Table 2. Statistical results of the PCA.

Component
Initial Eigenvalues
  Total % of Variance Cumulative %
1 5.4 67.7 67.7
2 1.6 20.0 87.7

Figure 3. Chemical space distributions of the active components present in S. miltiorrhizae, H. leonuri, C. rotundus, and E. japonicum based on their drug-related physicochemical properties.

Figure 3

As seen in Fig. 3, an overview of molecular distribution of all molecules in each herb can be visualized by the principal component analysis. According to the loading plot, the active components of S. miltiorrhizae are widely distributed on the whole panel, which shows that S. miltiorrhizae has a broad range of chemical and functional diversity. This may be consistent with the fact that S. miltiorrhizae is one of the most commonly used Chinese herbs in modern Chinese clinical treatment, which have anticoagulant, vasodilatory, increased blood flow, anti-inflammatory, free radical scavenging, mitochondrial protective and other activities by the pharmacological examinations84. It was interesting that S. miltiorrhizae has no evident separation with other three herbs. This phenomenon suggests that S. miltiorrhizae may combine with other different herbs for a diversity of ailments. For example, S. miltiorrhizae can cooperate with H. leonuri, C. rotundus and E. japonicum for treatment of CHD, dysmenorrheal and nephrotic syndrome in clinical trials, respectively.

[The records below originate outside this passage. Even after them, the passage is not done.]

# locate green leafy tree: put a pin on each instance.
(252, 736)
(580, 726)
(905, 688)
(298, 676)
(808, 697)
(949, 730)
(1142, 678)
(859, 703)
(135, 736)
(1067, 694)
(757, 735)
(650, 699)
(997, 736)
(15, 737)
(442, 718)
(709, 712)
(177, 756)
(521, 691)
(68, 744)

In addition, from the scattered points, E. japonicum, C. rotundus and H. leonuri are relatively far from each other, which are grouped into four areas marked as groups A, B, C and D, respectively. The scattered distribution of these three different herbs shows that chemical differences may result in the differences of physicochemical activity. That also indicates that target proteins for the three herbs may be different. For instance, β-sitosterol, daucosterol, cholanic acid and oleanolic acid in E. japonicum (region A) have carbonic anhydrase II (CA2) as their target and exhibit effects on renal failure85. Progesterone receptor (PGR), which is involved in pain86, is hit by compound nootkatone in C. rotundus (region B). The androgen receptor (AR) as a target hit by the compounds leonuridine (region C) and quercetin-3-o-galactopyranoside (region D) in H. leonuri, functions in hypertension in male spontaneously hypertensive rats (SHR) and requires no conversion of testosterone to dihydrotestosterone87. To sum up, these results allow a clear discrimination of bioactive molecules in four different herbs according to the attributes that describe them. The comparing scaffolds of bioactive natural products inherent to different medicinal herbs could provide a great significance in further understanding of scaffold architectures in different herbs that might be suitable for combinatorial library design.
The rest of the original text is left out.